Shutdown routines for split working days (Chad's question)

  • One full shutdown routine is enough — run it at the end of the primary work block (~3:30–4 pm).
  • During that shutdown, prep the evening session: gather sources, set up the outline, note what comes next.
  • At the end of the evening block, tie up loose ends for that specific effort only — no full routine needed.
  • Key constraint: avoid opening new loops in the evening (no email, no Slack).

Finding deep life case studies (John's question)

  • Resonance with a specific case study often breaks the conceptual logjam — the right example unlocks personal vision.
  • Newport's planned solution: a podcast called The Deep Life — weekly interviews, PR-style editing with musical interludes and narration.
  • The book will be journalistic and first-person, closer to Michael Pollan than Newport's previous frameworks-and-evidence structure.

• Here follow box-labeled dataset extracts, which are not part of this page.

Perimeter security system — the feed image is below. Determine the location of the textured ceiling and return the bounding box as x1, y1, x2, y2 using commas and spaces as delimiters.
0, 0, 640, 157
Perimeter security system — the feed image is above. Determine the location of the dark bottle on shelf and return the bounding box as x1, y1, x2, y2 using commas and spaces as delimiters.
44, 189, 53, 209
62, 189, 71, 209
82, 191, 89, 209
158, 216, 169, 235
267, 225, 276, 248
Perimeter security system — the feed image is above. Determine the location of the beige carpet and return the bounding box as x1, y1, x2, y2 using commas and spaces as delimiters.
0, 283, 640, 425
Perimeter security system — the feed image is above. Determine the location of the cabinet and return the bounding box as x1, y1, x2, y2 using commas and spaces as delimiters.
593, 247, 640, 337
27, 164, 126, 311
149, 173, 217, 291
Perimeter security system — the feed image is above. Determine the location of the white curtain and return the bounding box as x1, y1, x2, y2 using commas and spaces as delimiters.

Leisure with young children (Joanna's question)

  • The current period — multiple young kids, pandemic aftermath — is unusually hard and temporary.
  • Don't add self-improvement pressure on top of an already exhausting load.
  • Integrate rest into the day around the kids rather than reserving it all for a single evening slot.
  • Partner involvement matters: structured handoffs before 8 pm create more usable leisure time.
  • From 8–9 pm, prioritise recharging activities — yoga, a podcast walk, light reading, a show — not cognitively demanding work.

Testing writing before early retirement (George's question)

  • Intensive daily practice after retiring may compress years of side-hustle progress into months.
  • Before retirement: reactivate a media presence (newsletter or podcast) to develop ideas, voice, and niche.
  • Occasional article commissions in trade publications keep writing muscles loose without requiring sustained daily investment.
  • A book is better deferred until retirement, when deep work time is actually available.

Books read in May 2022

  1. Born Standing Up — Steve Martin's professional memoir; the main lesson on reread: relentless polishing over years built the confidence that made his act world-class.
  2. Blood and Treasure — Daniel Boone biography; dense 18th-century Indian tribal politics, remarkable research.
  3. Why Faith Matters — Rabbi David Wolpe's response to post-9/11 new atheism; ecumenical and accessible.
  4. Lost Moon — Jim Lovell and Jeffrey Kluger on Apollo 13; written embedded in the action, a feat of research and narrative craft.
  5. The Lost City of Z — David Grann; adventure journalism interleaving Percy Fawcett's Amazon disappearance with Grann's own expedition.